Woodside was sworn in as Gurnee's top cop last week after the village board unanimously ratified his appointment by Mayor Kristina Kovarik. He had been acting police chief since Robert Jones departed in September.
In an interview Tuesday, Woodside said he wants to continue building the police department's partnership with the community.
Part of the effort will involve a modification to the Neighborhood Watch program that encourages residents to be the eyes and ears for police in the area where they live.
Crime prevention technician Tom Agos typically has led the neighborhood meetings with residents. However, Woodside said, more beat officers will be encouraged to attend the meetings.

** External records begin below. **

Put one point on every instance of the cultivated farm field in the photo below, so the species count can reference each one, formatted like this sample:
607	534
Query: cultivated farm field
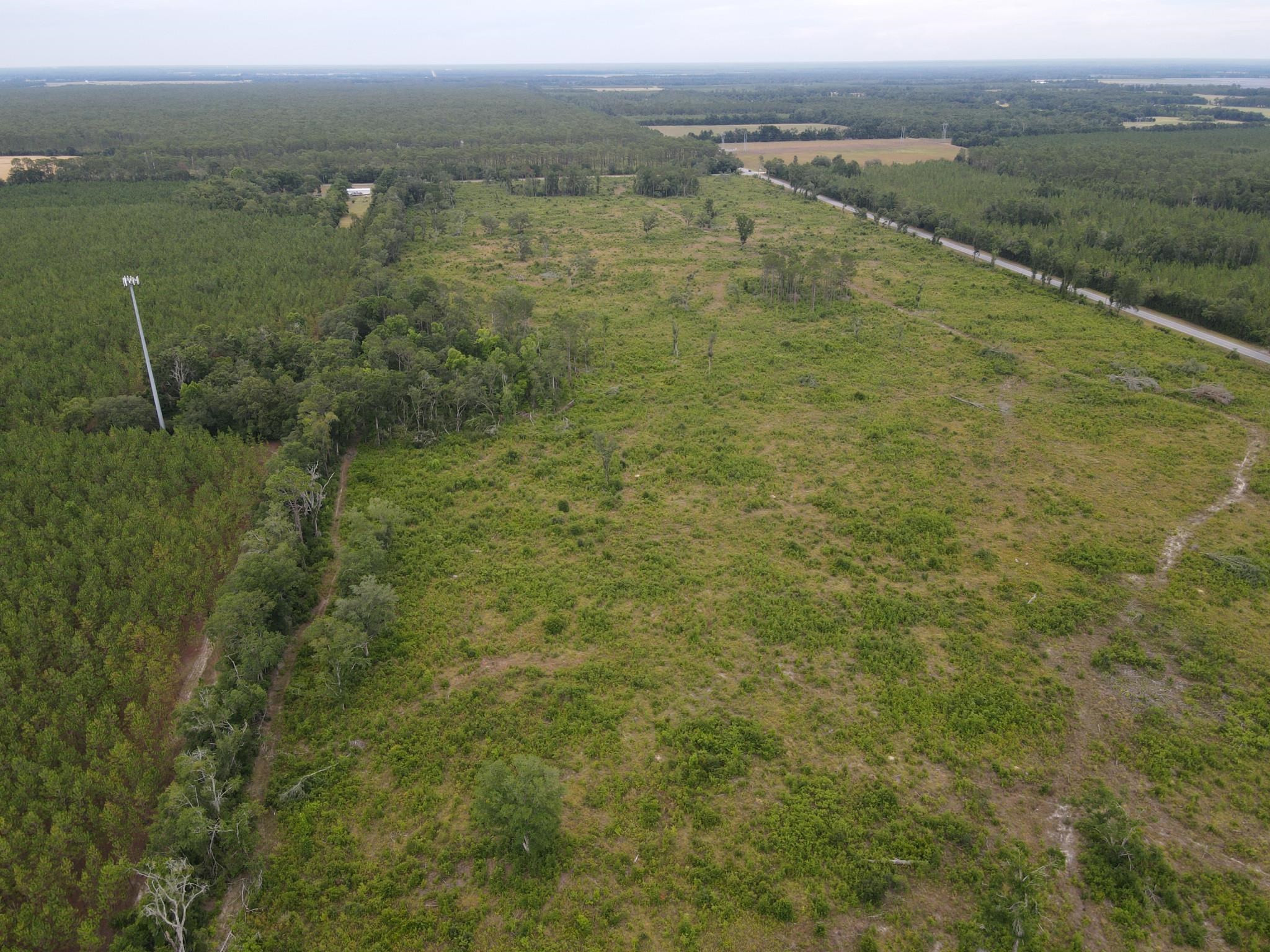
888	151
685	128
878	607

"It's an opportunity for them (residents) to get to know firsthand the officers who are patrolling their neighborhood," said Woodside, who joined the Gurnee Police Department in 1988.
Gurnee's Citizens Police Academy also is on Woodside's agenda. He said the program was reduced to one class a year, but he hopes to return to two annual sessions.
Residents who sign up for the academy receive a working knowledge of Gurnee police practices, policies and procedures. The instruction occurs during 12, three-hour weekly blocks.
"That's another program that gives us face-to-face contact with the community," Woodside said.
Woodside said the police department already has a solid foundation. He said he intends to involve as many employees as possible in discussions if any major departmental changes are planned.
Former mayor Donald Rudny appointed Woodside as deputy police chief in 2004. Kovarik cited Woodside's strong administrative skills and his community knowledge as reasons why she appointed him as top cop.
On the administrative end of the department, Woodside said he wants to pursue creation of an electronic format for a policies and procedures manual that fills a three-ring binder. He said digitizing the policies and procedures would allow for easier employee access and updating.